Durkheim's Anomic And Egoistic Suicide
Flawed Masterpiece
Durkheim's Explanations
A, if not "The" Central Theme
In Light of Suicide's Darkness
Durkheim's Anomic and Egoistic Suicide
One hundred and nine years ago, the first edition of Le Suicide, Emile Durkheim's reportedly "flawed masterpiece" (Pickering and Walford 182) on suicide was published in 1897.
Durkheim most likely wrote this manuscript, currently considered a classic and the most popular of his books, after Victor Hommay, one of his close friends, committed suicide while still young. (Ibid 1)
Durkheim's Explanations In Le Suicide, Durkheim purported that anomic suicide transpires when a person's existence is destitute of restrictions and recognition and by other individuals in society. "Anomic suicides, as Durkheim described them, destroy themselves in remorse over their abandonment by society, for they cannot support the loneliness of anonymity." (Siebers) Durkheim contended that egoistic suicide evolves from a person no longer being able to conclude he/she has a reason for living. Egoistic suicides radically reject society, as they are dramatically removed from the "normal social justifications of existence." Egoistic, as well as, anomic suicides reportedly stem from society's inadequate presence in a person or their larger persona. "Egoistic suicide,'" Durkheim concludes, "results from man's no longer finding a basis for existence in life'." (Ibid)
A, if not "The" Central Theme
As marriage's effect on suicide's frequency was studied, Durkheim compared the relation to anomic and egoistic suicides. This came to be.".. considered a central - if not the central - point of his book." (Pickering and Walford 133). In regard to egoistic suicide, Durkheim attempted to illustrate that family life, not merely being married, protects a person from suicide. Some of Durkheim's other central experiential conclusions were presented as a sequence of greater' and 'lesser' statements such as: peacetime suicide rates > wartime suicide rates among Protestants > Roman Catholics > Jews." (Ibid 180)
Transcends Common Sense Pickering and Walford (181) contend that contemporary data regarding psychiatric and psychological states (i.e. depression) confirm the validity and value of Durkheim's development of the related theory touted to transcend.".. common sense... any attempt to extend otherwise valid work by psychiatrists and psychologists to explain relative suicide rates." (Ibid) When Durkheim's related theory has been evaluated alongside psychiatric and psychological data, the comparison's results confirm the soundness of Durkheim stressing that suicide rates constitute social facts, to be elucidated with regard to supplementary social factors. Both Durhheim and psychologists correctly stress the intimate links connecting depression, and suicide. Nevertheless, the majority of depressed individual refrain from committing suicide.
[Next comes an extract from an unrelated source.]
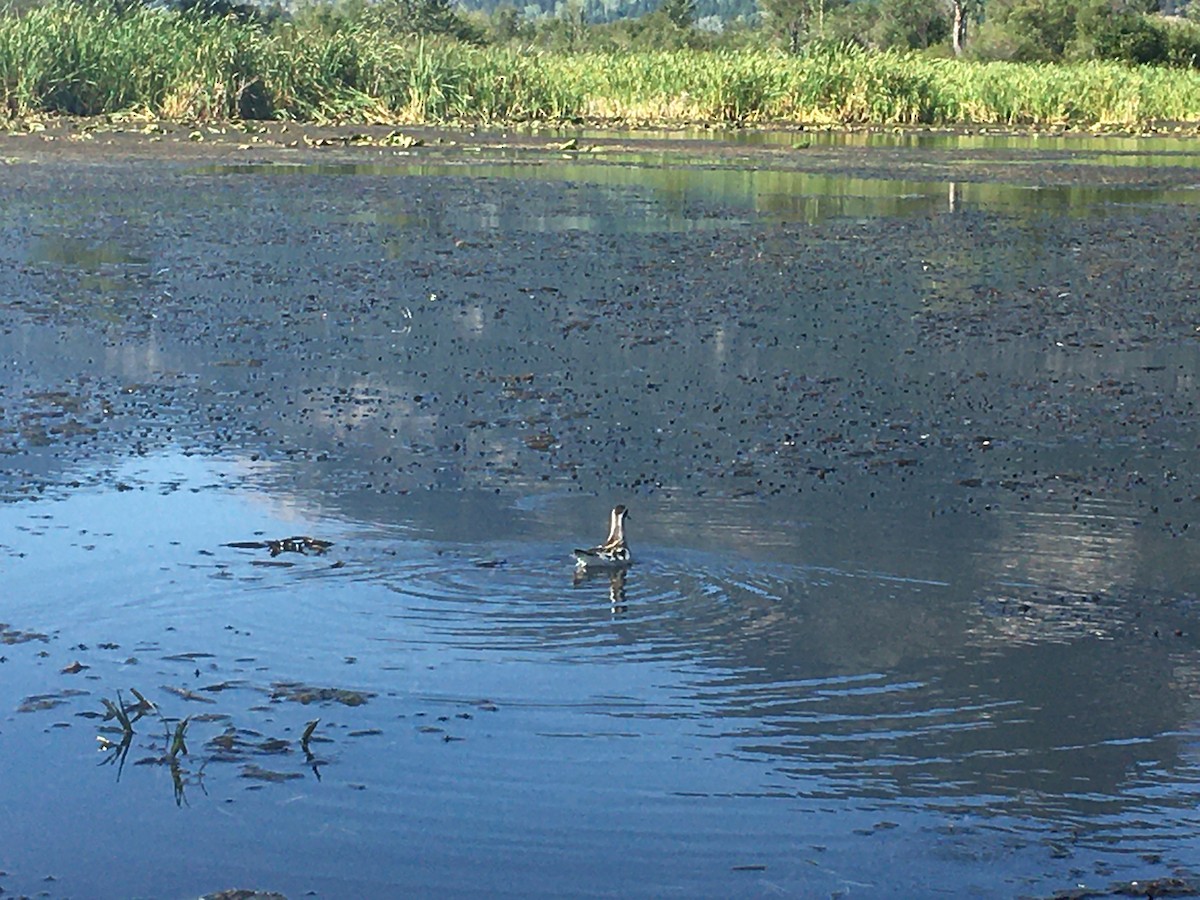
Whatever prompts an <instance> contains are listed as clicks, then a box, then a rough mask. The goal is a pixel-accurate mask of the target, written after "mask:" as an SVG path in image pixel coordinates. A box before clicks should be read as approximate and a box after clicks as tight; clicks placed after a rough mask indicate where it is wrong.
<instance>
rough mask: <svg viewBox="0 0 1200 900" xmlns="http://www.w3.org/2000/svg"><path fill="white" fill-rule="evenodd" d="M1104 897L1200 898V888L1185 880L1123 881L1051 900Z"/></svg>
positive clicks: (1065, 893)
mask: <svg viewBox="0 0 1200 900" xmlns="http://www.w3.org/2000/svg"><path fill="white" fill-rule="evenodd" d="M1102 896H1142V898H1147V899H1150V898H1158V896H1200V886H1196V884H1195V883H1194V882H1190V881H1187V880H1184V878H1174V877H1166V878H1150V880H1147V881H1122V882H1117V883H1115V884H1110V886H1109V887H1106V888H1073V889H1070V890H1060V892H1058V893H1056V894H1051V895H1050V900H1092V899H1093V898H1102Z"/></svg>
Social reasons, not depression itself, Durkheim determined, lend to a depressed individuals (and other people) in one country being more likely to kill him/her self than a depressed person in another country. Another compelling component that confirms Dukheim's consensus is the fact that despite more women than men experiencing depression, the number of male suicides is consistently larger. (Ibid)
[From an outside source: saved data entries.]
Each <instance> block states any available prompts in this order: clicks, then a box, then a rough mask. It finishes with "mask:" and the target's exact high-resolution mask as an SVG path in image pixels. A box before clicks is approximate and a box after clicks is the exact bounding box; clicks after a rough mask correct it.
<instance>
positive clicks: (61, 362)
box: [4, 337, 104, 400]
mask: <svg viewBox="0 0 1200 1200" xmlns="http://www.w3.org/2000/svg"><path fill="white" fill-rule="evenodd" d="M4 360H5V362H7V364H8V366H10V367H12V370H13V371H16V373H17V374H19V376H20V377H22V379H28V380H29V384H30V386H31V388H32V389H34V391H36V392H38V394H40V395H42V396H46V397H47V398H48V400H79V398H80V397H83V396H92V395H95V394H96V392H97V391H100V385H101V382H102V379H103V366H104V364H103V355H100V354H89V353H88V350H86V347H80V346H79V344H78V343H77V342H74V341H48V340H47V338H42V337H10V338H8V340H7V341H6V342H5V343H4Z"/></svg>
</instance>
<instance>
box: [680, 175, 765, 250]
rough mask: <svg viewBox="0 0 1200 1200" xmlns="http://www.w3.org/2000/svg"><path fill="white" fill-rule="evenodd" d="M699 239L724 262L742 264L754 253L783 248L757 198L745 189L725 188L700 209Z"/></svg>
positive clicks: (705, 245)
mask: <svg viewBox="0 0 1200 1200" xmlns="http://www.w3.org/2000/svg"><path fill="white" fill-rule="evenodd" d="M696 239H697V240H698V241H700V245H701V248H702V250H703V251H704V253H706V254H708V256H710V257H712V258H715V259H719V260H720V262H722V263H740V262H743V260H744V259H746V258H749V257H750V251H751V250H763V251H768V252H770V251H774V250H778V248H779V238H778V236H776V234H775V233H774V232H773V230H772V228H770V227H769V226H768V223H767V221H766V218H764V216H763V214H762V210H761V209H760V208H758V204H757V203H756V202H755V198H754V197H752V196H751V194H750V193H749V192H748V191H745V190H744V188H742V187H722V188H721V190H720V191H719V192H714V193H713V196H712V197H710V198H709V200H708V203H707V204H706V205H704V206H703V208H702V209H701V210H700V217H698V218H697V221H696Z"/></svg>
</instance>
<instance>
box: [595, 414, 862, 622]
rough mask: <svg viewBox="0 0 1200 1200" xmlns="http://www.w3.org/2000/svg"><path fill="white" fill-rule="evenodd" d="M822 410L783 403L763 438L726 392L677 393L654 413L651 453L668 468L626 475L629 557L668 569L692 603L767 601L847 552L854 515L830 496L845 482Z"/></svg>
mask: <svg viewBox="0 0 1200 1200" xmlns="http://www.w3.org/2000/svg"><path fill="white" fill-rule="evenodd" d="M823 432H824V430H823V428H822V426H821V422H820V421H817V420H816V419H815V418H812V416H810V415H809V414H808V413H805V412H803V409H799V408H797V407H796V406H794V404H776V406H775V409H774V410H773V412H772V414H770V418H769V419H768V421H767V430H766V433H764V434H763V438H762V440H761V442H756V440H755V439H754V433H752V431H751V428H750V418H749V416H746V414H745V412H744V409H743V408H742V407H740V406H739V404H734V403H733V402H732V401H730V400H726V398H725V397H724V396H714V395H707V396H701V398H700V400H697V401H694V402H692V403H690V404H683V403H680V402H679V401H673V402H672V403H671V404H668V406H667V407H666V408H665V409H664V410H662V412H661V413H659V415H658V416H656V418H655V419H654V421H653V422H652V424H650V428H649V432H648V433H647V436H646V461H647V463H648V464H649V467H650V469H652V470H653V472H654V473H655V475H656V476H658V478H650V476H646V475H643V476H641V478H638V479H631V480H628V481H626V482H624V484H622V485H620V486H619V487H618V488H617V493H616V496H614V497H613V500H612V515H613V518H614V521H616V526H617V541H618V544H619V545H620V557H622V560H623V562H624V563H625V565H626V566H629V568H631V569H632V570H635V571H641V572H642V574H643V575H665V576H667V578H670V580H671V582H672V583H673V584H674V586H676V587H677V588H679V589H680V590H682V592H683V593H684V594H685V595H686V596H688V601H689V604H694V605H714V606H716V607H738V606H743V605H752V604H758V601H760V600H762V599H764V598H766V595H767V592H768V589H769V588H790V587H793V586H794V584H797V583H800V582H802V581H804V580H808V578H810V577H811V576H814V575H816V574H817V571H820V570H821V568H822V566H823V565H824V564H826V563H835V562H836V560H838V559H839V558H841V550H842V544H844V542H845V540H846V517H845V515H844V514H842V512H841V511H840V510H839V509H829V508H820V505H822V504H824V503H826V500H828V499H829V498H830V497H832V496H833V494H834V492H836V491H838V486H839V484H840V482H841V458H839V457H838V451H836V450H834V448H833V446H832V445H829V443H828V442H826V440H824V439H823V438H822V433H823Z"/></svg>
In Light of Suicide's Darkness In light of suicide's darkness, along with the contention that Durham's explanation of anomic and egoistic suicides is a valid reflection of social reality, several patterns of suicide that might be observed in contemporary American social life include:
Greater incidents of suicide may be probable in individuals who have experienced the loss of their family, as Durkheim noted that family life protects an individual from suicide.
Less incidents of suicide are anticipated overall (and among Jews in the U.S.) as the U.S. is currently engaged in war and Durkheim contended that:.".. peacetime suicide rates > wartime suicide rates among Protestants > Roman Catholics > Jews." (Pickering and Walford 180).
Greater incidents of suicide may occur in work environments where individuals, albeit they may be working "with" other individuals, are in a sense isolated from other members of society, due to job constraints which could contribute to society's insufficient presence in a person or their persona.